Há 70 anos que se anda a tocar Um Americano em Paris, de Gershwin, com um erro: os sons que evocam as buzinas dos táxis parisienses têm sido interpretados em tons diferentes dos que o compositor escreveu. O que está na partitura não tem uma leitura óbvia e só agora especialistas que estudam a obra de George Gershwin publicaram esta conclusão, fundamentada em documentos e declarações de pessoas próximas do compositor. Há mesmo um familiar que confirma que o compositor tinha comprado instrumentos especificamente para este trecho mas que os procurou e não consegue encontrá-los, depois de tantas mudanças de casa devem ter ficado perdidos.

Não é que fique indignada ou assustada com uma notícia como esta, publicada nesta semana no The New York Times. Deve haver por aí imensos erros de interpretação, coisas que estavam na cabeça dos autores e que se desviam da intenção, ou melhor, da escolha que fizeram.

Um Americano em Paris começou por ser uma obra musical no final dos anos 1920, e em 1951 foi transformada numa superprodução de cinema por Vincente Minelli com Gene Kelly e Leslie Caron, que dançam no final, apaixonados e rendidos, uma longa sequência de 17 minutos. A música é extraordinária e algumas das canções entraram para o American Song Book. ’S Wonderful (a tradução da expressão francesa C’est magnifique que Kelly e o francês Georges Guétary cantam com sapateado), Someone to Watch over Me, Our Love Is Here to Stay, e mais um punhado de outras que só de ouvirmos os primeiros acordes começamos a cantarolar. E que já ouvimos mil vezes em interpretações diferentíssimas.

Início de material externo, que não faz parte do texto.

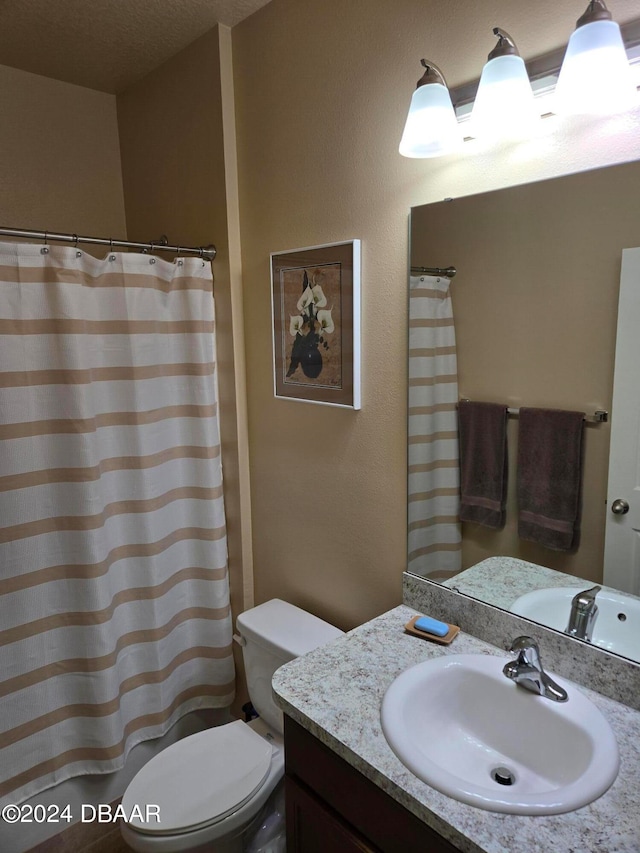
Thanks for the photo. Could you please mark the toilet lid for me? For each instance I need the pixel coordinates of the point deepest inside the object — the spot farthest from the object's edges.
(199, 780)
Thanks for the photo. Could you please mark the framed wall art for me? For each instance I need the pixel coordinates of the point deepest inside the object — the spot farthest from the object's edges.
(315, 295)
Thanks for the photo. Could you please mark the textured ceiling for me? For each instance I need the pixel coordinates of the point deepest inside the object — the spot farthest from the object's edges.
(107, 44)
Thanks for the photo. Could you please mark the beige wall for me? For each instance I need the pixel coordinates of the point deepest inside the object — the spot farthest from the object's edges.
(173, 165)
(535, 302)
(60, 164)
(322, 90)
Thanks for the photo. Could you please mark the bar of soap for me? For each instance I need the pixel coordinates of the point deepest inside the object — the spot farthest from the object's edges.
(431, 626)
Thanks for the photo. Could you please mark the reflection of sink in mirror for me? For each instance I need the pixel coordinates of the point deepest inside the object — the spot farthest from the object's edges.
(465, 729)
(617, 625)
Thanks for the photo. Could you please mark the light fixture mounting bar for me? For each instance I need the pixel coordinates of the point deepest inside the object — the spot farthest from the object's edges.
(544, 70)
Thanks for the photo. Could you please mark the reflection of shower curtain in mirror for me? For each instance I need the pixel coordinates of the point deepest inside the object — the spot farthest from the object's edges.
(113, 559)
(434, 539)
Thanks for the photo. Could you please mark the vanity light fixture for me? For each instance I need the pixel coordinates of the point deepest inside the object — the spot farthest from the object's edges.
(599, 72)
(595, 77)
(431, 128)
(504, 107)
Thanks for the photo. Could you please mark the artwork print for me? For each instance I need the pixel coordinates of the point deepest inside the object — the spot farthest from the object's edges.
(315, 298)
(313, 350)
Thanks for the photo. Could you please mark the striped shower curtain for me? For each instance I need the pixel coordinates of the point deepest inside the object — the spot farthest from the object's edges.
(114, 595)
(434, 537)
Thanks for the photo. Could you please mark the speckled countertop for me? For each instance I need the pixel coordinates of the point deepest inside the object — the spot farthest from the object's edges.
(501, 580)
(335, 693)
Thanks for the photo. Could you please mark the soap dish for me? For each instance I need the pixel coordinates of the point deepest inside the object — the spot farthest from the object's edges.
(452, 633)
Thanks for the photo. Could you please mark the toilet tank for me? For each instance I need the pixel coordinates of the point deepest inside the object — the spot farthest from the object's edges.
(272, 634)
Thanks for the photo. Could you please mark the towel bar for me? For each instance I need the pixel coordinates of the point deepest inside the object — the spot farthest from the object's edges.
(600, 416)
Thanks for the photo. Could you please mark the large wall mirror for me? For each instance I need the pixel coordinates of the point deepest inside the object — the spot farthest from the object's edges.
(535, 305)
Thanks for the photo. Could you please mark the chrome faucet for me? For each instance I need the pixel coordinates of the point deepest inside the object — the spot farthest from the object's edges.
(584, 611)
(526, 670)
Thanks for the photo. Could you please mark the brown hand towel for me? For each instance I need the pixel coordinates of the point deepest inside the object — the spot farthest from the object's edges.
(483, 462)
(549, 477)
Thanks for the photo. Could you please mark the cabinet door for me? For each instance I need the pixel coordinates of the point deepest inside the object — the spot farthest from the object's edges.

Quando era miúda, detestava musicais. Aquela cena de estarem muito bem a conversar e de repente desatarem a cantar irritava-me, parecia-me uma mistura parva. Ou era filme ou era música. O Gene Kelly a deitar-se por cima do piano para cantar, ai ai, que lamechice (a Michelle Pfeiffer a cantar Makin Whoopee no Fabulous Baker Brothers é outra loiça, convenhamos). E o mesmo para o Fred Astaire e a Ginger Rogers ou a Cyd Charisse. Não me impressionavam os sapateados e as danças. Era como se o filme parasse e eu tivesse de esperar pelo fim da canção para retomar a história.

A história que o filme conta é banal. Um pintor americano com cavalete debaixo do braço e pincéis é coisa que rima bem com Paris, sobretudo se passar a vida em bistrots. Primeiro tinha uma namorada rica, mas como acontece tantas vezes na ficção deixava-a por uma pobre bailarina que trabalhava ao balcão de um café e que por acaso era namorada do maior amigo dele, o pianista interpretado por Oscar Levant. E a Leslie Caron, belas pernas e dentes de ratinho.

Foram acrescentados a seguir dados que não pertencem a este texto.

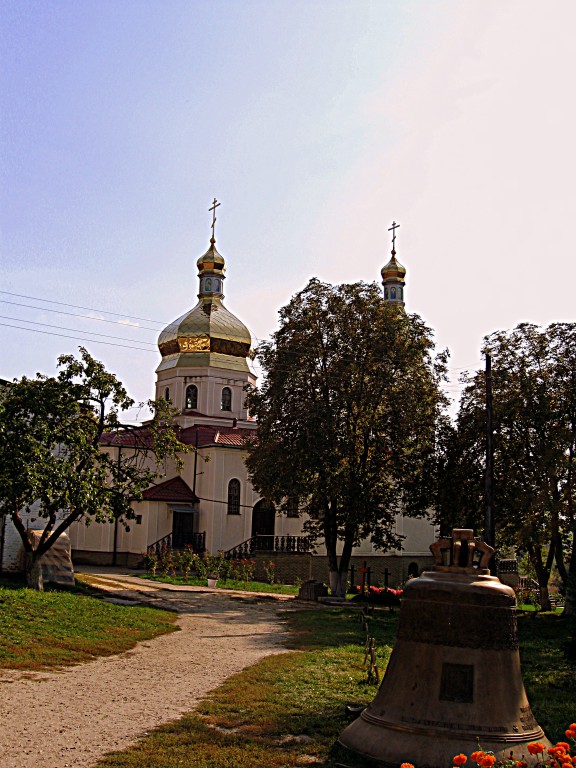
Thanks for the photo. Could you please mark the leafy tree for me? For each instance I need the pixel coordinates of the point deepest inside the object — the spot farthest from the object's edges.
(347, 415)
(52, 464)
(534, 385)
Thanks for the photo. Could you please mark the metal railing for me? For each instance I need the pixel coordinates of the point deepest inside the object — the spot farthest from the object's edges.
(173, 541)
(262, 543)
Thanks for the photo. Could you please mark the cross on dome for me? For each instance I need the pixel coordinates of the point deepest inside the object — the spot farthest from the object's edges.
(393, 229)
(212, 208)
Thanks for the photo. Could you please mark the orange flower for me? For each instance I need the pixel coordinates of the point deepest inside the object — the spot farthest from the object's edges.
(536, 748)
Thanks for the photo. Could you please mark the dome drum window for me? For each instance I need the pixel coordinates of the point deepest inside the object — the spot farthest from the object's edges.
(226, 400)
(191, 397)
(234, 497)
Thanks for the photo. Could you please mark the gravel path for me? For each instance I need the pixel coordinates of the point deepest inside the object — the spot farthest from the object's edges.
(74, 717)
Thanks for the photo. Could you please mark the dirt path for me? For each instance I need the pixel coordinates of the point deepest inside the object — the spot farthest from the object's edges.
(72, 718)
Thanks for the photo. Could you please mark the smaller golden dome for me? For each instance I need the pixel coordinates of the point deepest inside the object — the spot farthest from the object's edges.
(393, 270)
(212, 261)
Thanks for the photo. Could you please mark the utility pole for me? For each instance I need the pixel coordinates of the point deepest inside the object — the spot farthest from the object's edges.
(115, 545)
(489, 531)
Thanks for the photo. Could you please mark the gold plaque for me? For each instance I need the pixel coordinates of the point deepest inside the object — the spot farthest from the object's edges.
(194, 344)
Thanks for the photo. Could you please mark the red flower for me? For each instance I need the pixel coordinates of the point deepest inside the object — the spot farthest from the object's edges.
(536, 748)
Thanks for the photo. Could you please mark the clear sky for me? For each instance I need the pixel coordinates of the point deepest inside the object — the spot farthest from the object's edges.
(316, 123)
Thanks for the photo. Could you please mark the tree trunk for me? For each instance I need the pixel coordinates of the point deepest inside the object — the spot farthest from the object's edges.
(34, 572)
(570, 604)
(338, 583)
(543, 576)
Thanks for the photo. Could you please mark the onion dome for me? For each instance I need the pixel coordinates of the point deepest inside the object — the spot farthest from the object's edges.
(393, 270)
(393, 275)
(207, 335)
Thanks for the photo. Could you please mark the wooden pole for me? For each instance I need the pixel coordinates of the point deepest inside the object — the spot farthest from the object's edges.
(489, 528)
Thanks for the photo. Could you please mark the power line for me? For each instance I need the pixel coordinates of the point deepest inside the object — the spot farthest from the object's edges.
(73, 314)
(76, 338)
(76, 306)
(62, 328)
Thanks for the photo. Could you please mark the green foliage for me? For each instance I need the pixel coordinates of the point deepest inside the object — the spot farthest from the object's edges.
(39, 630)
(243, 570)
(347, 415)
(52, 431)
(534, 386)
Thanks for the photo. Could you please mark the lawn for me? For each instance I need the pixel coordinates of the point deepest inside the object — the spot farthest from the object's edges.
(289, 709)
(58, 627)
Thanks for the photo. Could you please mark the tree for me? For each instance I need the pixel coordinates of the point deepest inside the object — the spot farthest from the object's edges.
(52, 464)
(534, 386)
(347, 416)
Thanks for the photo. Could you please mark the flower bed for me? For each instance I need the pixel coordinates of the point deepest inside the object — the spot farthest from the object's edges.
(385, 596)
(558, 756)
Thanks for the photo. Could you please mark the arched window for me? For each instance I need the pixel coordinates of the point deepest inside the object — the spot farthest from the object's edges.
(234, 497)
(292, 507)
(191, 397)
(226, 399)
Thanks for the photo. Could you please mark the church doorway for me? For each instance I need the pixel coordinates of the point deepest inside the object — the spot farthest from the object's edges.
(263, 521)
(183, 529)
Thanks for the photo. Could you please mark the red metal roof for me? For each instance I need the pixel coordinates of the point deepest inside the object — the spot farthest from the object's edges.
(211, 435)
(232, 437)
(174, 489)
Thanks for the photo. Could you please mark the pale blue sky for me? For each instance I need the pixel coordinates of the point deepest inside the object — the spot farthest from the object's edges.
(316, 124)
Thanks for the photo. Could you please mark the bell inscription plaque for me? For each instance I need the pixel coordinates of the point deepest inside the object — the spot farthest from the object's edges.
(453, 678)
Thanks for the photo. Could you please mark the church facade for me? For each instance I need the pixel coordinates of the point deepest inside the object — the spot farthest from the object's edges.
(210, 503)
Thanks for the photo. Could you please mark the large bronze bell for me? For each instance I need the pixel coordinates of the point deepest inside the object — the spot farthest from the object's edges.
(453, 680)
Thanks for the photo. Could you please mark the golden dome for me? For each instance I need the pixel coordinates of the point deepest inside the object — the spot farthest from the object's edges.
(209, 334)
(393, 270)
(212, 260)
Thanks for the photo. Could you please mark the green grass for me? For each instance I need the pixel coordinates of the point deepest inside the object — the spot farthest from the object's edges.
(242, 586)
(289, 709)
(58, 627)
(549, 670)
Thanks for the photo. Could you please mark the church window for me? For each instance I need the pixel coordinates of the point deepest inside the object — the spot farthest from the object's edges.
(226, 403)
(292, 507)
(191, 397)
(234, 497)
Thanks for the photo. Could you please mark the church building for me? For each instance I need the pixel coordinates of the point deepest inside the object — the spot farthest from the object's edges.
(210, 503)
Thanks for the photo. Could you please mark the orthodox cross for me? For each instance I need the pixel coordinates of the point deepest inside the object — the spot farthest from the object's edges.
(393, 229)
(213, 209)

O melhor de tudo, quando aparece um erro como este do tom das buzinas, é que temos acesso no computador a registos de som e imagem que nos fazem descobrir mil pormenores a que não demos importância. Eu sabia lá que tinha ouvido o Gene Kelly a cantar Gershwin, lembrava-me lá disso. E sabia lá que existia uma instituição chamada The Gershwin Initiative, na Universidade do Michigan, onde a extensa obra de um compositor que morreu antes de fazer 50 anos é estudada e fixada. O homem que compôs Rhapsody in Blue e Porgy and Bess, um talento gigante.

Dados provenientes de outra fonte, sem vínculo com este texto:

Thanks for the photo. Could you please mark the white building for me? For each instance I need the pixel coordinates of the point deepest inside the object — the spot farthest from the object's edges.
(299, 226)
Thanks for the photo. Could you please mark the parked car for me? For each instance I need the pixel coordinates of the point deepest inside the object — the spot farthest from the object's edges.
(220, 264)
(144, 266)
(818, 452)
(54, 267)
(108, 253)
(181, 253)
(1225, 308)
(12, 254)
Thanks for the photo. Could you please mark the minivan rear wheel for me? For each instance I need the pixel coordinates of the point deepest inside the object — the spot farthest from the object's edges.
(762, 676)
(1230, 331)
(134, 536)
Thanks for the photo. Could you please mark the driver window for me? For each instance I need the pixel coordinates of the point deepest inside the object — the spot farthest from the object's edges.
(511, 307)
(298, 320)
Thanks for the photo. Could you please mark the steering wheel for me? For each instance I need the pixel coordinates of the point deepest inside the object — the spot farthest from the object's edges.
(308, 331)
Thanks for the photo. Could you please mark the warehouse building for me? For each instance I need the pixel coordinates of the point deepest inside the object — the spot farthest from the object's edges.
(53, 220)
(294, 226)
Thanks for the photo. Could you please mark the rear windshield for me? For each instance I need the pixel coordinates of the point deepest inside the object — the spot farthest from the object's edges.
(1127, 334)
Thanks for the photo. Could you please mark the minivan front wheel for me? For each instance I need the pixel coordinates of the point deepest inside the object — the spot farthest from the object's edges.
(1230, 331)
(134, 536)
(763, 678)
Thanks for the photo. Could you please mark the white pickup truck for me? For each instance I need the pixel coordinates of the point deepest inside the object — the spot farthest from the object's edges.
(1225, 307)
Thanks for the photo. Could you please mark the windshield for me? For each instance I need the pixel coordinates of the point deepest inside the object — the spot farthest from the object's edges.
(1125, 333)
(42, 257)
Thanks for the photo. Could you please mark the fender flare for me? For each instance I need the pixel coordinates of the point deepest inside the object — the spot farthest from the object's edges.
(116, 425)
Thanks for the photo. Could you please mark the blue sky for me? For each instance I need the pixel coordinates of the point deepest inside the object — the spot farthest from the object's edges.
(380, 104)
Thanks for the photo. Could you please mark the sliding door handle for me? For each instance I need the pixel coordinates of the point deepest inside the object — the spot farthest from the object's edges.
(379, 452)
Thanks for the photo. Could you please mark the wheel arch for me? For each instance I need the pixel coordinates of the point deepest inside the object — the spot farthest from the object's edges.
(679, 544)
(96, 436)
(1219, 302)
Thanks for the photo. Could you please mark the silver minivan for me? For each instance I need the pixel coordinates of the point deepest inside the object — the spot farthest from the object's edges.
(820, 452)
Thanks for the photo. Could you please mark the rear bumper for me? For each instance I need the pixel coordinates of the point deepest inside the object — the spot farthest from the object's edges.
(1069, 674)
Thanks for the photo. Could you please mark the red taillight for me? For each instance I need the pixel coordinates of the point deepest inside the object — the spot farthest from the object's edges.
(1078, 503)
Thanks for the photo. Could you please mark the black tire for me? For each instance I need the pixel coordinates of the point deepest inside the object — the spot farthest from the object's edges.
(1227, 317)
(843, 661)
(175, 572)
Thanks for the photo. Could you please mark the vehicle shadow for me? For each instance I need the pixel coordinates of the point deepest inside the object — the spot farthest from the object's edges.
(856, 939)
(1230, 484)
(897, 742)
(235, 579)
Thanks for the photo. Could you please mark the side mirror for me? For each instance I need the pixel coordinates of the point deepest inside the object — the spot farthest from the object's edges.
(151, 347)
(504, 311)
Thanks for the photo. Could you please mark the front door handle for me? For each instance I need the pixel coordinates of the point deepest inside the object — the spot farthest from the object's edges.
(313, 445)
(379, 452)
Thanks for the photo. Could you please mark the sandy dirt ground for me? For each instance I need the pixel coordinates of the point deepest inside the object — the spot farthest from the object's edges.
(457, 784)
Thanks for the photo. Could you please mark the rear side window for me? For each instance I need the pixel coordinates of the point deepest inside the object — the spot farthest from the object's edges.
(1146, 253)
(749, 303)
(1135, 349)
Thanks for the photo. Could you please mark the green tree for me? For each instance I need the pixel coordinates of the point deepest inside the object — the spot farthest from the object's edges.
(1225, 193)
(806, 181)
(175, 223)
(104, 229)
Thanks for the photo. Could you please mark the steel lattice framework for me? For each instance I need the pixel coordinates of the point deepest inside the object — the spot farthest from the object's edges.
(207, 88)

E por isso agora vou voltar a ver no YouTube aquele bocadinho do Our Love Is Here to Stay, em que Gene Kelly e Leslie Caron vão hesitando até caírem nos braços um do outro, num cais de Paris todo feito em estúdio. A Ella cantava isto muito melhor, o melhor é continuar no YouTube e ouvi-la.

E tudo isto por causa das buzinas dos táxis de Paris.